Deniz Baykal konuşuyor ve: ” Kılıçdaroğlu kendini kandırma. Bu zafer değil” diye söze başlıyor. Arkasından Grup Başkanvekili sonran tevil etse de gürlüyor, onun arkasından sokaktan gelen ve siyasette başarı kazanan sanatçı- siyasetçi Berhan Şimşek “Olağanüstü kurultay” çağrısı yapıyor. Yarın kimler, kimler bu ihanet çemberini kırmak için kollarını sıvayacaklar.
CHP ihanetten bıkmış olmalıdır. Kesin ve kararlı tavır koymalıdır. Hatta ihaneti kapısından atmalıdır. İsmet Paşa sağ olsa, bunlar bu kadar fütursuzca bölücülüğe ödün, Cumhuriyet yıkıcılığına cesaret edebilirler miydi?

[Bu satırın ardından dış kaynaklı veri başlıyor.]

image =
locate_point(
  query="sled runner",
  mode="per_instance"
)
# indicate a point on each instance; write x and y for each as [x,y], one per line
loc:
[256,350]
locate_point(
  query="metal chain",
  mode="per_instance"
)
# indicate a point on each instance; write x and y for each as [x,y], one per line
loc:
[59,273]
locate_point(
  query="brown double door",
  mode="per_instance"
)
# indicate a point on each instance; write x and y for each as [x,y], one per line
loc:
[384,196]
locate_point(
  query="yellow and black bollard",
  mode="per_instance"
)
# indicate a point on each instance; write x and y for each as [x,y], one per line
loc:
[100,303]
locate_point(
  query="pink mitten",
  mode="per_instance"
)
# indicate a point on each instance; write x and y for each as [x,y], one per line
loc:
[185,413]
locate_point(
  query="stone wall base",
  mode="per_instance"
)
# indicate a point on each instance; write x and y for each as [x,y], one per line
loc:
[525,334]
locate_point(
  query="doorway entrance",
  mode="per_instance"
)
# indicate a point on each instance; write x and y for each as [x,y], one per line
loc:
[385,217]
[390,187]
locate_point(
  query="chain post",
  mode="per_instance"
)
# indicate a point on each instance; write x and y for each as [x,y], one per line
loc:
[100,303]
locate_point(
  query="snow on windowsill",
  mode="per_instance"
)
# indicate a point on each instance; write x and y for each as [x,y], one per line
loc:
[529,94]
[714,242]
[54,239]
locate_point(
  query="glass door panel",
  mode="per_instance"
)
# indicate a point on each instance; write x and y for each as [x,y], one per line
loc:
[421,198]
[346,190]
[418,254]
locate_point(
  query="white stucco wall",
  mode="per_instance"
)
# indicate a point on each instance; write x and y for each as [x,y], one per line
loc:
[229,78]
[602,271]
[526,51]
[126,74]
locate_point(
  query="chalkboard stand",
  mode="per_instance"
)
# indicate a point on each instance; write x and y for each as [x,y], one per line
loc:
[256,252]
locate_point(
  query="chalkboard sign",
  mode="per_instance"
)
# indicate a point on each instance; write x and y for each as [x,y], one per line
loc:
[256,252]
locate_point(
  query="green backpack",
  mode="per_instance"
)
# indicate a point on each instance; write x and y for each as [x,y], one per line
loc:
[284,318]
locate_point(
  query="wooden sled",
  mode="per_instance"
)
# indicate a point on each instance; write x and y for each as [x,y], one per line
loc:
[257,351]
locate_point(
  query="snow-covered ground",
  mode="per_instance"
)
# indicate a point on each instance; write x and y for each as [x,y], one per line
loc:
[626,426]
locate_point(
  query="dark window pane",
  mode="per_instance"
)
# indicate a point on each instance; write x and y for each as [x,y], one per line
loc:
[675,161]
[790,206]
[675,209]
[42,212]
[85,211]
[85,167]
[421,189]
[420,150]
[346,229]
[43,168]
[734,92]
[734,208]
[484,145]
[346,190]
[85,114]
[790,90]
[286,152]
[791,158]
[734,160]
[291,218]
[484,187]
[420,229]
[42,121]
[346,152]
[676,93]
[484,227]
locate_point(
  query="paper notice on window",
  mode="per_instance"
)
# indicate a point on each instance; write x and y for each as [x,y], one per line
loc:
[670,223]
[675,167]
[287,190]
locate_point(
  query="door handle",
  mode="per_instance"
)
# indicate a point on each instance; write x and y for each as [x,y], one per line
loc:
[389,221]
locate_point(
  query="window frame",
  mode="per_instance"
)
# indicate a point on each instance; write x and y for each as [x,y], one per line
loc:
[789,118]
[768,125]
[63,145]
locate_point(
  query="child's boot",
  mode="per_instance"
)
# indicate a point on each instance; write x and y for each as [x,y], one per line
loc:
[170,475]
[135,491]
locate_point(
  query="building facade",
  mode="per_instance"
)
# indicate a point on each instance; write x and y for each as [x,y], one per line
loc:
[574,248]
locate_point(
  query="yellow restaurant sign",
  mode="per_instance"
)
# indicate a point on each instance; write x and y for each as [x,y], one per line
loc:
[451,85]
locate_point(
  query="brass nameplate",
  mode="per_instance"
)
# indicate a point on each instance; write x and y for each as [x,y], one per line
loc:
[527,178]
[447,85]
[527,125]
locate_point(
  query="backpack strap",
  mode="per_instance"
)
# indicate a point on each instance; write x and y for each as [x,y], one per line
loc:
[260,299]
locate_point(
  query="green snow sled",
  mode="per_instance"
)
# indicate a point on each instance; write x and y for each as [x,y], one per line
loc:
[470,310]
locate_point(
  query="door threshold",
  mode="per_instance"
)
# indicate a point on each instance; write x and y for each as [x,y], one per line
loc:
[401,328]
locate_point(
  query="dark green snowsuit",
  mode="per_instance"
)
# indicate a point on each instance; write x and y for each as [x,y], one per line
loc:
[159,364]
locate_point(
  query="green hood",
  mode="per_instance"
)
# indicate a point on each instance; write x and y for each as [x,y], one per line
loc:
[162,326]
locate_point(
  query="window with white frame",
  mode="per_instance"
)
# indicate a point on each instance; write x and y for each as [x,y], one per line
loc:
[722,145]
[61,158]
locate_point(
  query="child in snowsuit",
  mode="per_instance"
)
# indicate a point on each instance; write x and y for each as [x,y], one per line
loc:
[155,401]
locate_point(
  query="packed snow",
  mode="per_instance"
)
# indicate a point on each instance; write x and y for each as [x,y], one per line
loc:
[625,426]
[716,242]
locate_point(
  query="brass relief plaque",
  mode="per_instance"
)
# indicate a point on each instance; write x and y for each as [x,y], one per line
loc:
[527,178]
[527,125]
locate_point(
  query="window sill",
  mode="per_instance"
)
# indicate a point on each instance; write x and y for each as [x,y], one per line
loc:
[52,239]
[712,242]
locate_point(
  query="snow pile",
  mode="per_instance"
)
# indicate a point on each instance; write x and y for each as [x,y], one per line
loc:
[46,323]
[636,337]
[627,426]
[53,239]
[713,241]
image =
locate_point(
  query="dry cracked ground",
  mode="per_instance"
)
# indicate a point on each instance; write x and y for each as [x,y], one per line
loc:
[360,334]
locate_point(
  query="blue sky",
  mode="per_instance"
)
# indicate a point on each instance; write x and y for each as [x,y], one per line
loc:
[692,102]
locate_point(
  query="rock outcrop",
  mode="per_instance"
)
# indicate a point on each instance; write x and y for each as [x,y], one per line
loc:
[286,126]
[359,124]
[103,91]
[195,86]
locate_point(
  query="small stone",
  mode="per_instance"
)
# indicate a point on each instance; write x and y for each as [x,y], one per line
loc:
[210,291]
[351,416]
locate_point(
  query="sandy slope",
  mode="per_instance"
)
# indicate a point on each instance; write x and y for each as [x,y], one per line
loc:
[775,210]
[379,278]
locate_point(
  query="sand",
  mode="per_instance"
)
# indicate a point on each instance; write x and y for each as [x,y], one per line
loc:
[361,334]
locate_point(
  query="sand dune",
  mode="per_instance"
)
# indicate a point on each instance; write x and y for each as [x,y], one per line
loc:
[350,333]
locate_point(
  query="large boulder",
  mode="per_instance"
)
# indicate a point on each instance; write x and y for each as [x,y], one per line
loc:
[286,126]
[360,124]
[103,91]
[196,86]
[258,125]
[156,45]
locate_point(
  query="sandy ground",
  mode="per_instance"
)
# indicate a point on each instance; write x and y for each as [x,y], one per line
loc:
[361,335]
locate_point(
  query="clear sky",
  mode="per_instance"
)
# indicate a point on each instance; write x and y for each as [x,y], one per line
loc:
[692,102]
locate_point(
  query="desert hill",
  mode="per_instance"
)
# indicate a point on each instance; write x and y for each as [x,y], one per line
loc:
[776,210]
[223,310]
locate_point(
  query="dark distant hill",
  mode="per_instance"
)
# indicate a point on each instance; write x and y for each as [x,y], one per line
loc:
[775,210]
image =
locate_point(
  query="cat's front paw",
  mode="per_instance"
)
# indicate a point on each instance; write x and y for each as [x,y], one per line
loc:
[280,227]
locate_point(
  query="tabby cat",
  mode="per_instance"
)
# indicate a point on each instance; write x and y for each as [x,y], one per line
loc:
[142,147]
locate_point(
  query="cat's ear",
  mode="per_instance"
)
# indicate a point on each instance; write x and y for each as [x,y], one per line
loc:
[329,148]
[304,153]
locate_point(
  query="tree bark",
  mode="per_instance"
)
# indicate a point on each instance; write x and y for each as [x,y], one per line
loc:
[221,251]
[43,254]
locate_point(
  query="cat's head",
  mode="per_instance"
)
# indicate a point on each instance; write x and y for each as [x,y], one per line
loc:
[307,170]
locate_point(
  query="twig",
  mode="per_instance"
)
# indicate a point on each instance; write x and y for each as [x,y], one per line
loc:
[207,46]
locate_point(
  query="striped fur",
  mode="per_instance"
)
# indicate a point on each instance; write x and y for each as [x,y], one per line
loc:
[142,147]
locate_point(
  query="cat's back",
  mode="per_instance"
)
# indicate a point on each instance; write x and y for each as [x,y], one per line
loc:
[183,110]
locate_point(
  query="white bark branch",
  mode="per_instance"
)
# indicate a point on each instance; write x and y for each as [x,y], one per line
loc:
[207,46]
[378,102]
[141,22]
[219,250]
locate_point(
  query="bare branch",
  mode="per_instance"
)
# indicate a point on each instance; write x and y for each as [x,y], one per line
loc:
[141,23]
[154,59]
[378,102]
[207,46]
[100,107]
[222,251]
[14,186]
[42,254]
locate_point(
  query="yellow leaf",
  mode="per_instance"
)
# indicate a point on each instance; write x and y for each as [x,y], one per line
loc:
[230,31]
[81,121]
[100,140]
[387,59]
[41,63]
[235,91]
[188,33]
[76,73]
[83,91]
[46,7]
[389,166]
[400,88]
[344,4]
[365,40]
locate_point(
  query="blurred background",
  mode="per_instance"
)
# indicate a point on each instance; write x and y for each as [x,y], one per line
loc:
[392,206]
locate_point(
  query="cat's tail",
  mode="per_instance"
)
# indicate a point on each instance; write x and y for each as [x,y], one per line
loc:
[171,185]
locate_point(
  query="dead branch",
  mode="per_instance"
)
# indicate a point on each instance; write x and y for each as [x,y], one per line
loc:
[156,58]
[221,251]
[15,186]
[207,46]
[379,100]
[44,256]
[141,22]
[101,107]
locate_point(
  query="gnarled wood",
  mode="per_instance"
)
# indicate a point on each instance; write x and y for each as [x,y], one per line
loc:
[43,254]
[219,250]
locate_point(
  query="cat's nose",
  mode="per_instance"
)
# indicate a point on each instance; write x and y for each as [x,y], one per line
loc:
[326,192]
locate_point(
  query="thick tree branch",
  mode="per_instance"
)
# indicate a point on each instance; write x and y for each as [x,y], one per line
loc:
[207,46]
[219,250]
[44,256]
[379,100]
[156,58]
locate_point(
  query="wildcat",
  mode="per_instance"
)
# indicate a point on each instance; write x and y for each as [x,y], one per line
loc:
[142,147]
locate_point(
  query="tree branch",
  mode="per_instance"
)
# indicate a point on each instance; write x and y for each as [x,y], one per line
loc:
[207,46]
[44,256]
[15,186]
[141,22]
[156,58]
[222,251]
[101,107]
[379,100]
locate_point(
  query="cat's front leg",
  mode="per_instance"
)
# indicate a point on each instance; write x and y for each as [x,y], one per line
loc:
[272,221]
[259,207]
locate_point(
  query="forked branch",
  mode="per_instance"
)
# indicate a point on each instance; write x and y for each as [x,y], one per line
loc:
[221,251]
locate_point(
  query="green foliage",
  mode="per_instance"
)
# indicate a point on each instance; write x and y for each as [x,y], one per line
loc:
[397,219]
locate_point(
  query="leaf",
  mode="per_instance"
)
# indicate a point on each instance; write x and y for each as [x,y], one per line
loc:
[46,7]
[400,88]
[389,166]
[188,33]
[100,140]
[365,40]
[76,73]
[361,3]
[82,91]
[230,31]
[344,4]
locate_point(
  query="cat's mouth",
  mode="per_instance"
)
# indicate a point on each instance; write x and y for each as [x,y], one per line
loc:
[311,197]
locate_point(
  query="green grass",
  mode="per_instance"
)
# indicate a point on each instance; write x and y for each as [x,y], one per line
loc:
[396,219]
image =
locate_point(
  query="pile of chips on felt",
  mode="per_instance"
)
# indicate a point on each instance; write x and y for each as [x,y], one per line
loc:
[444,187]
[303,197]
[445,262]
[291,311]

Artık Cumhuriyeti korumak görevi örgütündür.
Kılıçdaroğlu daha çocukken, bu partiye emek verenler, onun için çile çekenler henüz ölmediler. İşte göre başı yaptılar. Bu ihanet çemberinin son halkası koparılıp atılacak ve İsmet Paşanın nefret ettiği “Merkez- Umumi zihniyeti, itilafçı zihniyet” delegelerin oyuyla en kısa zamanda dağıtılmalıdır.